In Europe, subscribers increased 16% to about 223,000, and subscription revenue rose 24% (19% on a constant currency basis). Management said it has partnered with leading OEMs to integrate connected vehicle data via APIs and expects those partnerships to contribute over the medium to long term. In Q&A, Calisto discussed Volkswagen integration as helping vehicles get onto the platform more quickly, while noting operational limitations in OEM telemetry data versus the data points customers require. He said Karooooo has integrated with “most of the providers in Europe, including Tesla,” but described ongoing practical challenges in relying solely on OEM devices.

Outlook raised for Cartrack subscription revenue; currency remains a headwind

Given year-to-date performance, management increased its fiscal 2026 Cartrack subscription revenue outlook to ZAR 4,785 million to ZAR 4,900 million, implying growth of 18% to 21%, compared with a prior outlook of ZAR 4,700 million to ZAR 4,900 million (16% to 21% growth). The company revised its Cartrack operating profit margin outlook to 27% to 30%, compared with 26% to 31% previously. Karooooo’s fiscal 2026 adjusted earnings per share outlook remained unchanged at ZAR 32.50 to ZAR 35.50.

However, the company cautioned that appreciation of the South African rand has created a currency translation headwind on reported results and “constrained the flow-through” of underlying performance to its fiscal 2026 outlook. Management reiterated it does not hedge foreign currency exposure.

In Q&A, Calisto said the company expects to reach its targeted 70% increase in headcount in Asia, noting it was about 40% complete at the end of the third quarter with many hires expected in January and February. He also said the company remains “people-constrained” as it builds sales capability, and emphasized that management’s approach prioritizes long-term value creation, with a focus on sustaining strong unit economics while investing to expand its footprint.

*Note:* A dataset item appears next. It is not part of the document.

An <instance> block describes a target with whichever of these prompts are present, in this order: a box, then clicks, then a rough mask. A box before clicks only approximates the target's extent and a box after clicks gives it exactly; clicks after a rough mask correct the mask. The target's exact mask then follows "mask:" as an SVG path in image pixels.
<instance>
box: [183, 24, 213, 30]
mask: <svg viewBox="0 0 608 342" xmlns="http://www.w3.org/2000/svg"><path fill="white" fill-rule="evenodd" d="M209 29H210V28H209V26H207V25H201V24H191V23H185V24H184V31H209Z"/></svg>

About Karooooo (NASDAQ:KARO)

Karooooo Ltd is a global provider of telematics software-as-a-service solutions for vehicle and fleet management. Through its flagship platform, the company delivers real-time GPS tracking, stolen vehicle recovery and driver behaviour analytics, enabling commercial fleets and automotive insurers to optimise operations, increase safety and reduce costs.

Karooooo’s SaaS platform integrates proprietary hardware devices with cloud-based analytics and mobile applications. Customers gain access to live vehicle location data, engine diagnostics, route planning tools and customizable reporting dashboards.